Lounging before an open fire in the hall were a number of young men, who welcomed Winthrop delightedly and, to all of whom Mr. Schwab was formally presented. As he was introduced he held each by the hand and elbow and said impressively, and much to the other's embarrassment, "WHAT name, please?"
Then one of the servants conducted him to a room opening on the hall, from whence he heard stifled exclamations and laughter, and some one saying "Hush." But "Izzy" Schwab did not care. The slave in brass buttons was proffering him ivory-backed hair-brushes, and obsequiously removing the dust from his coat collar. Mr. Schwab explained to him that he was not dressed for automobiling, as Mr. Winthrop had invited him quite informally. The man was most charmingly sympathetic. And when he returned to the hall every one received him with the most genial, friendly interest. Would he play golf, or tennis, or pool, or walk over the farm, or just look on? It seemed the wish of each to be his escort. Never had he been so popular.

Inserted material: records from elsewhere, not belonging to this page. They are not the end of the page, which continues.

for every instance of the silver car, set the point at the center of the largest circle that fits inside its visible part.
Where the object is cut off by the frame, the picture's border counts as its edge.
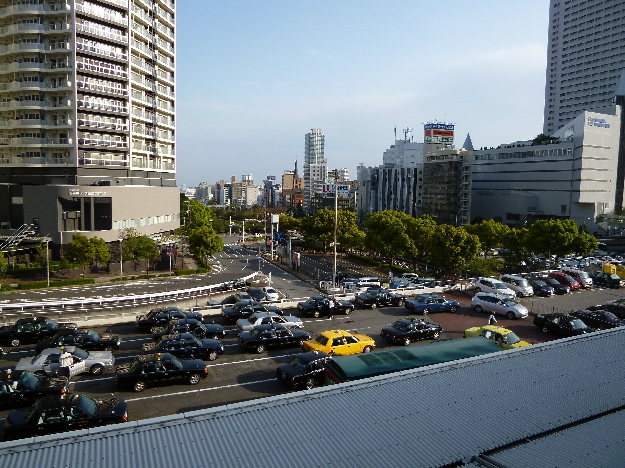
(499, 305)
(48, 361)
(267, 318)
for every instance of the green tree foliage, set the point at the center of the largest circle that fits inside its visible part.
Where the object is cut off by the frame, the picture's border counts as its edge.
(84, 251)
(203, 242)
(453, 248)
(491, 234)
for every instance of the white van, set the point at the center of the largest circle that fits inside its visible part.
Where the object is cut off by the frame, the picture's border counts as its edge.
(518, 284)
(583, 278)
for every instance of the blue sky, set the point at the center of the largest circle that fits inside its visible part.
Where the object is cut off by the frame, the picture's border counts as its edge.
(254, 76)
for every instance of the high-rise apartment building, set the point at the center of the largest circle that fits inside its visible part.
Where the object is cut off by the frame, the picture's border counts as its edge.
(315, 166)
(585, 58)
(87, 116)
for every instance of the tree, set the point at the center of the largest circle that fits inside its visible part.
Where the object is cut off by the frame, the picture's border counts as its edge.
(204, 242)
(490, 233)
(453, 248)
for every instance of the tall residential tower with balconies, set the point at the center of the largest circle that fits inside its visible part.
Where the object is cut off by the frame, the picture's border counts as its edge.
(87, 117)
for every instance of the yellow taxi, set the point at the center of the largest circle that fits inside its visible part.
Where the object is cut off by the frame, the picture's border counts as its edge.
(505, 338)
(340, 343)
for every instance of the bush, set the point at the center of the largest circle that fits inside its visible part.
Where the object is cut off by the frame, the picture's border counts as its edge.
(55, 284)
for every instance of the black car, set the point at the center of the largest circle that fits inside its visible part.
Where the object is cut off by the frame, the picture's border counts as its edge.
(60, 413)
(83, 338)
(195, 327)
(558, 287)
(31, 330)
(187, 346)
(304, 370)
(598, 319)
(162, 316)
(21, 386)
(269, 336)
(541, 288)
(319, 305)
(150, 370)
(605, 280)
(561, 324)
(380, 298)
(244, 309)
(410, 329)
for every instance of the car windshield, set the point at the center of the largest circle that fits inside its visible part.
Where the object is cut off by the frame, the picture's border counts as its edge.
(401, 326)
(87, 404)
(512, 338)
(322, 340)
(298, 364)
(577, 324)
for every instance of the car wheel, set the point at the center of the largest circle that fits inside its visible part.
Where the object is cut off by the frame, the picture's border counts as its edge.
(139, 386)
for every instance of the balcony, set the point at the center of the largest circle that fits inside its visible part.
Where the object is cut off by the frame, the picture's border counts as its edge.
(102, 33)
(100, 13)
(103, 88)
(87, 104)
(102, 69)
(103, 143)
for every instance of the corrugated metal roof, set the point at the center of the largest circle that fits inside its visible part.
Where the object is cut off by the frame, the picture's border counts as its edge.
(431, 416)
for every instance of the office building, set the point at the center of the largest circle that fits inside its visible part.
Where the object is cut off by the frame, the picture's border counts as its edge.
(585, 58)
(87, 117)
(315, 166)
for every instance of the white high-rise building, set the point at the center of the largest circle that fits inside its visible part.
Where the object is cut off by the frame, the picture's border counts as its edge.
(585, 58)
(315, 166)
(87, 116)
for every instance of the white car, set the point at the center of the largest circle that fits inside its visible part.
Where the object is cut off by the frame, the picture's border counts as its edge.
(487, 302)
(267, 318)
(494, 286)
(270, 293)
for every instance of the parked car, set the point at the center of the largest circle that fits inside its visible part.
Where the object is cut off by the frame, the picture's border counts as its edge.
(340, 342)
(487, 302)
(30, 330)
(17, 387)
(305, 370)
(558, 287)
(405, 331)
(494, 286)
(185, 346)
(429, 303)
(380, 298)
(263, 337)
(81, 337)
(60, 413)
(598, 319)
(268, 318)
(151, 370)
(565, 279)
(48, 361)
(505, 338)
(561, 324)
(606, 280)
(540, 287)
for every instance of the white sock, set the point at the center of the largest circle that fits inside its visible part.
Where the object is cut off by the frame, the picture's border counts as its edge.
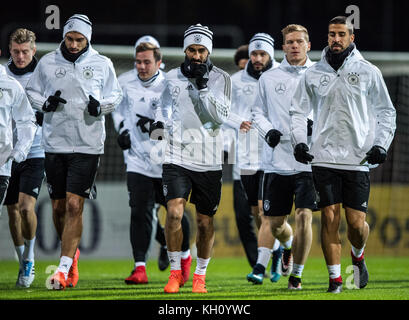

He said he would "just look on." And so, during the last and decisive day of the "whirlwind" campaign, while in Eighth Avenue voters were being challenged, beaten, and bribed, bonfires were burning, and "extras" were appearing every half hour, "Izzy" Schwab, the Tammany henchman, with a secret worth twenty thousand votes, sat a prisoner, in a wicker chair, with a drink and a cigar, guarded by four young men in flannels, who played tennis violently at five dollars a corner.
It was always a great day in the life of "Izzy" Schwab. After a luncheon, which, as he later informed his friends, could not have cost less than "two dollars a plate and drink all you like," Sam Forbes took him on at pool. Mr. Schwab had learned the game in the cellars of Eighth Avenue at two and a half cents a cue, and now, even in Columbus Circle he was a star. So, before the sun had set, Mr. Forbes, who at pool rather fancied himself, was seventy-five dollars poorer, and Mr. Schwab just that much to the good. Then there followed a strange ceremony called tea, or, if you preferred it, whiskey and soda; and the tall footman bent before him with huge silver salvers laden down with flickering silver lamps, and bubbling soda bottles, and cigars, and cigarettes.
"You could have filled your pockets with twenty-five cent Havanas, and nobody would have said nothing!" declared Mr. Schwab, and his friends who never had enjoyed his chance to study at such close quarters the truly rich, nodded enviously.